Da un diverso punto di vista le relazioni sono servite per creare condizioni che non erano precedentemente presenti. Ritornando al caso del progetto agricolo portato avanti da ONG 5 con il contributo di ONG 3, Laura mi spiegava che l’intervento sociale necessario per poter affrontare un discorso cooperativo implicava un rinnovamento dei sistemi di lavoro precedenti che si basavano sulla concezione socialista.

“C’è una legge generica riguardo alle cooperative. La prassi pratica da importanza soprattutto alle cinque persone necessarie a comporre la cooperativa. Che poi spesso sono anche il numero massimo. Non si chiedono il perché stanno costituendo una cooperativa piuttosto che qualcos’altro. Quindi un lavoro che stiamo cercando di fare allo sportello delle cooperative è quello di spiegare il come si costituisce una cooperativa e il perché. Se uno va in comune, fa le fotocopie della carta di identità… è tutto molto semplice. Noi stiamo insistendo su il perché si fanno le cooperative, cosa vuol dire lavorare insieme, cosa comporta, non solo i vantaggi ma anche le responsabilità. Questo è un po’ lo scopo finale di tutto il lavoro di indagine. È molto importante avere dei gruppi locali perché hanno delle problematiche omogenee legate al territorio in cui vivono.
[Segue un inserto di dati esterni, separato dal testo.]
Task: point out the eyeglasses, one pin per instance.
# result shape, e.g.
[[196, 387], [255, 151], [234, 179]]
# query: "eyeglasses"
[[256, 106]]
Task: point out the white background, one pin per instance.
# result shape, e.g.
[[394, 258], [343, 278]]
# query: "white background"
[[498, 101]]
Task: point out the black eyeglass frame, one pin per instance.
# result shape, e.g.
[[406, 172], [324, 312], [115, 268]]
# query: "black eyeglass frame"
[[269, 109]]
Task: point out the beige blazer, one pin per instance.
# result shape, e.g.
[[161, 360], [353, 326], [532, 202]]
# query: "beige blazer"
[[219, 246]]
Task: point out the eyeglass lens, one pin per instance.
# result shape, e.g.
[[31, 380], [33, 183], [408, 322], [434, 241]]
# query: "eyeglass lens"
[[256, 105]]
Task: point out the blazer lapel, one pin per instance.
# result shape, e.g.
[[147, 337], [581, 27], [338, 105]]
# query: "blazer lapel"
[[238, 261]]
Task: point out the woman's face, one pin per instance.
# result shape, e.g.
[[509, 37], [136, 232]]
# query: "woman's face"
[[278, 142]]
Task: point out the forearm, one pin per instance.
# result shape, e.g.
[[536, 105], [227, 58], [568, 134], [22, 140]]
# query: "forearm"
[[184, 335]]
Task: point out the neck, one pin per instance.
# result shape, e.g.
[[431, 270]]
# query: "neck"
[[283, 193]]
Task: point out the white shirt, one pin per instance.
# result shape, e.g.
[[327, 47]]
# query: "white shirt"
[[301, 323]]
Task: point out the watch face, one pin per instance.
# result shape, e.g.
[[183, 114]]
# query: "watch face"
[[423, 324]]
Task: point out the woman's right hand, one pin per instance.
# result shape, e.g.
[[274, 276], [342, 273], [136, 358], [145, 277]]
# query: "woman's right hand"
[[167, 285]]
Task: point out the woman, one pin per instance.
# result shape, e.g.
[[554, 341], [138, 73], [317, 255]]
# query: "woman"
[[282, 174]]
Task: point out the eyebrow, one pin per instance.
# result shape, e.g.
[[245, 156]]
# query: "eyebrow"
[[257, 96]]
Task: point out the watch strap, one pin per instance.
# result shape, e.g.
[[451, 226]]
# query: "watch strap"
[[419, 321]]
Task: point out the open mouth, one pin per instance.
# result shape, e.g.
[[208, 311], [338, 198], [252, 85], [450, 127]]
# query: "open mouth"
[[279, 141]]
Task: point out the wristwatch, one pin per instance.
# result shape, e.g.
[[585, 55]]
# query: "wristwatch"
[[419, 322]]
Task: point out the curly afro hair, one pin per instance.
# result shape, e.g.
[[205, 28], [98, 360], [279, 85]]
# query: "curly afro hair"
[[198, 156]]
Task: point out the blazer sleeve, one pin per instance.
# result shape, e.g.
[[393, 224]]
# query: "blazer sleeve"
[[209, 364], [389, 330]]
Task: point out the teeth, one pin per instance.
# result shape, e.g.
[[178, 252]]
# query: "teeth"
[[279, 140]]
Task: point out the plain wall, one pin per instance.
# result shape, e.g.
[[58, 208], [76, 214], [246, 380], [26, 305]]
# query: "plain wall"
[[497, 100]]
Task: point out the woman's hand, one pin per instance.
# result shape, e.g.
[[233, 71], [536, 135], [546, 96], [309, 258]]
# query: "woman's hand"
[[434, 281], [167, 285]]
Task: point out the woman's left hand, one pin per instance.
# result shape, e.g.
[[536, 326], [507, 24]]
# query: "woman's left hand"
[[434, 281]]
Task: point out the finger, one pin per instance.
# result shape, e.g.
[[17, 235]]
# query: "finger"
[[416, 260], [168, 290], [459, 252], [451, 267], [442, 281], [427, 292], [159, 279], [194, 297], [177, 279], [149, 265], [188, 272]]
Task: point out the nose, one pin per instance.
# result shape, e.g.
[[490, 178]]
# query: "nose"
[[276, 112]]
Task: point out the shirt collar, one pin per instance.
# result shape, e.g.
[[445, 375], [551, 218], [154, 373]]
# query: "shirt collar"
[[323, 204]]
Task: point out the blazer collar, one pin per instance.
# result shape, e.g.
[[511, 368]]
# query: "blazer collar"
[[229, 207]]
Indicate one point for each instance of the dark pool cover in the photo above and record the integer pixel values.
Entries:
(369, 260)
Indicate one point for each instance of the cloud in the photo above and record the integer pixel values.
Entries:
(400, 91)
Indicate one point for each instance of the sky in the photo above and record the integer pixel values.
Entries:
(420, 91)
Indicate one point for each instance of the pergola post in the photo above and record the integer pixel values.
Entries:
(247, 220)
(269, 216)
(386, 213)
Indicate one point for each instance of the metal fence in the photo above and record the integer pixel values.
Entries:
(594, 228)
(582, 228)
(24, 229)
E quindi il fatto di lavorare insieme semplifica molto le cose. Da molti anni se ne sono accorti anche loro… i problemi diminuiscono. È molto diverso arrivare lì da un giorno all’altro e dire domani farete una associazione e invece costruire un processo che dura tre anni. Capiscono da soli che c’è la possibilità di migliorare.”

92 Fa eccezione Mostar, insieme ad alcune municipalità dell’Erzegovina, perché caratterizzata da un conflitto bipolare.

La testimonianza riportata consente una riflessione al riguardo del nomadismo di idee e di pratiche esposto da Pazzagli (2004) per completare il quadro dei movimenti nomadici della globalizzazione. I progetti di cooperazione sono stati un’occasione di incontro e di formazione, hanno creato uno scambio di informazioni fra italiani e bosniaci. Il carattere partecipativo di molti interventi ha reso lo scambio reale e non un mero proposito scritto sul progetto e mai realizzato (Nardelli e Cereghini 2008). Uno fra i tanti casi esistenti è quello di ONG 2, ONG specializzata nel ritorno sostenibile cioè la ricostruzione delle abitazioni per i profughi e il loro reinserimento nella tessuto sociale di appartenenza. In dieci anni hanno ricostruito quasi mille case e hanno anche pubblicato libri riguardanti la loro esperienza. Nel 2007 il loro lavoro era molto ridimensionato e concerneva soprattutto la manutenzione dei parchi naturali. Goran, il responsabile locale di ONG 2, mi ha raccontato che per attuare la ricostruzione delle case nella municipalità di Sarajevo, hanno messo a punto un sistema di auto-costruzione, in cui i futuri inquilini lavoravano nel cantiere della loro stessa casa. Questa pratica è stata replicata in Italia, evidentemente con differenti motivazioni, ottenendo un buon successo.